= Liquid Scintillator Neutrino Detector =

Particle measurement device

The Liquid Scintillator Neutrino Detector (LSND) was a physics experiment at Los Alamos National Laboratory designed to detect neutrinos. The LSND project was created to look for evidence of neutrino oscillation and ran from 1993 to 1998. Its results indicate the existence of sterile neutrinos, which conflicts with other solar and atmospheric neutrino oscillation experiments and the Standard Model expectation of only three neutrino flavors.

==Experiment==
Neutrinos for the LSND were produced at LANSCE (Los Alamos Neutron Science Center). A proton beam was collided with a water target, producing pions. These pions decayed to muons, which in turn decayed to mu neutrinos. The detector, located 30 meter away, consisted of a tank filled with 167 tons (50,000 gallons) of mineral oil and 14 lb of b-PDB organic scintillator material. A neutrino event in the scintillator would produce Cherenkov radiation and scintillation light, which were detected by an array of 1220 photomultiplier tubes.

==Results==
Most of the neutrinos detected at LSND were identified as mu neutrinos, but a small part (1 in 10^{4}) were electron neutrinos. As no electron neutrinos were produced at the source, this was interpreted as evidence of neutrino oscillations. However, the most up-to-date oscillation parameters do not predict measurable oscillations in the LSND baseline of 30 meter.

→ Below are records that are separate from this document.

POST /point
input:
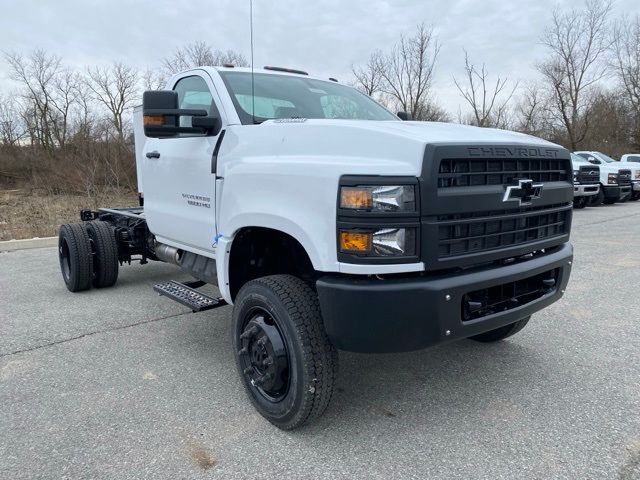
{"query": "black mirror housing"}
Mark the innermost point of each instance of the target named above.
(161, 116)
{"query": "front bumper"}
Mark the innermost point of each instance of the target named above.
(403, 314)
(580, 190)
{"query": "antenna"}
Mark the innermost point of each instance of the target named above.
(253, 98)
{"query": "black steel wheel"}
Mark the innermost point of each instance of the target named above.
(74, 253)
(284, 357)
(502, 332)
(580, 202)
(104, 250)
(596, 200)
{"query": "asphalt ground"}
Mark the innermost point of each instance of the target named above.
(121, 383)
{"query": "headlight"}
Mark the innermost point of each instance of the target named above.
(379, 242)
(379, 198)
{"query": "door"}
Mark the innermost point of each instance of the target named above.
(179, 188)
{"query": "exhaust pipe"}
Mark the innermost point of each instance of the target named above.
(168, 254)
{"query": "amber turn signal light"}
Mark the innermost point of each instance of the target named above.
(356, 198)
(154, 120)
(355, 242)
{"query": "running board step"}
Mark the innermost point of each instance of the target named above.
(190, 297)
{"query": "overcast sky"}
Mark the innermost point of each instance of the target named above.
(324, 37)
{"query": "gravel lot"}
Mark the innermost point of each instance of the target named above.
(121, 383)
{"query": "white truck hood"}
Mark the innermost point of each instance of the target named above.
(361, 146)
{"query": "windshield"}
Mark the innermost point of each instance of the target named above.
(605, 157)
(284, 96)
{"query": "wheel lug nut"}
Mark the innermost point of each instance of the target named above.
(249, 333)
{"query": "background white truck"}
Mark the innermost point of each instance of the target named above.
(615, 179)
(586, 181)
(632, 162)
(330, 224)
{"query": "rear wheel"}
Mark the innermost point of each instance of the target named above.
(284, 357)
(105, 254)
(502, 332)
(596, 200)
(74, 252)
(580, 202)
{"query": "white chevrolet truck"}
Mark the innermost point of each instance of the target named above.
(615, 179)
(328, 223)
(586, 181)
(632, 162)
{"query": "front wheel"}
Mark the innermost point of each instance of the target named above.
(284, 357)
(502, 332)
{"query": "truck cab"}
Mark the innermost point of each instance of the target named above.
(615, 181)
(586, 181)
(331, 224)
(632, 162)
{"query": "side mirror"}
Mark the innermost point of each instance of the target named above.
(162, 116)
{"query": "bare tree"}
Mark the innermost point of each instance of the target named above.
(37, 75)
(199, 54)
(578, 42)
(11, 128)
(488, 100)
(626, 42)
(407, 73)
(369, 79)
(152, 79)
(116, 89)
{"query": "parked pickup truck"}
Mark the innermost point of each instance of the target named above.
(329, 223)
(615, 182)
(632, 162)
(586, 181)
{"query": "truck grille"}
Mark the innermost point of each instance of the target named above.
(588, 175)
(474, 172)
(461, 234)
(624, 177)
(466, 217)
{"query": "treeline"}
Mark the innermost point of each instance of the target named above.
(69, 131)
(66, 130)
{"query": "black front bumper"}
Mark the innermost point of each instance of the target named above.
(410, 313)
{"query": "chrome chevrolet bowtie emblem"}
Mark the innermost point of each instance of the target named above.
(523, 193)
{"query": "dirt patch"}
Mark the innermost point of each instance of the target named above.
(202, 456)
(28, 214)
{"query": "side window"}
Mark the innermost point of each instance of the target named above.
(193, 93)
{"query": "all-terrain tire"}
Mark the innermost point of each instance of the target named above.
(596, 200)
(502, 332)
(291, 306)
(74, 252)
(580, 202)
(105, 254)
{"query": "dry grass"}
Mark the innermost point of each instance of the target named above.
(28, 214)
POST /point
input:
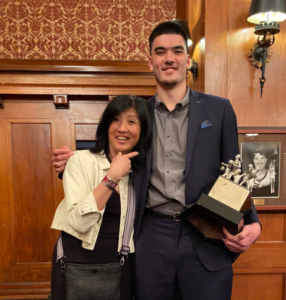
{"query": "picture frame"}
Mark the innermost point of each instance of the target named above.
(265, 149)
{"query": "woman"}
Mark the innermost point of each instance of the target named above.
(262, 181)
(92, 215)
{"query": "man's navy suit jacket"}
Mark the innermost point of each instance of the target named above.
(206, 149)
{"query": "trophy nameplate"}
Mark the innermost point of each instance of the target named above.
(224, 205)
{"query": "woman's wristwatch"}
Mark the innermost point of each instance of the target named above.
(109, 183)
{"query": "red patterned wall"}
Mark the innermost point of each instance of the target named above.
(80, 29)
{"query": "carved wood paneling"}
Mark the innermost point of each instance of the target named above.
(33, 192)
(273, 227)
(196, 19)
(61, 101)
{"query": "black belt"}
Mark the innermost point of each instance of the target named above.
(174, 217)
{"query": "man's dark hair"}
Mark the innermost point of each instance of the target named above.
(115, 107)
(170, 27)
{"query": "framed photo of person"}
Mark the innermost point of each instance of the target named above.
(264, 150)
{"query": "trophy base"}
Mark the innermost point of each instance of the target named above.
(208, 216)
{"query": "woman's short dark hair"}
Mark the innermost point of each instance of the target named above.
(170, 27)
(115, 107)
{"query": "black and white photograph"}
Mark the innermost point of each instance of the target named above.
(264, 158)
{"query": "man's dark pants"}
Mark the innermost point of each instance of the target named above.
(166, 260)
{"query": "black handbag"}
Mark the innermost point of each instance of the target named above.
(98, 281)
(89, 282)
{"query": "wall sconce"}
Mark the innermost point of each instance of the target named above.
(184, 25)
(266, 14)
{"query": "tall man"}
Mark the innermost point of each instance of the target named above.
(183, 163)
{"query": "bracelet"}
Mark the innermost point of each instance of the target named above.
(109, 183)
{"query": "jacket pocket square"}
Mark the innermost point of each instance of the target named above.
(206, 124)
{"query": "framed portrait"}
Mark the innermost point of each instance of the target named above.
(264, 150)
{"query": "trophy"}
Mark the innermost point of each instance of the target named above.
(224, 205)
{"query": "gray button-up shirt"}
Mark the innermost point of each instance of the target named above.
(167, 183)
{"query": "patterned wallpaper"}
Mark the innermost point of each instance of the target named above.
(80, 29)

A second possible interpretation proposes a heavy sterile neutrino, which is produced from the proton beam, then decays to lighter particles including electron neutrinos. However, this hypothesis is also at odds with modern measurements: cosmological data bound the mass of the sterile neutrino to m_{s} < 0.26eV (0.44eV) at 95% (99.9%) confidence limit, excluding at high significance the sterile neutrino hypothesis as an explanation of the LSND anomaly.

The controversial LSND result was tested by the MiniBooNE experiment at Fermilab, which found similar results. It is currently undergoing further tests at MicroBooNE at Fermilab.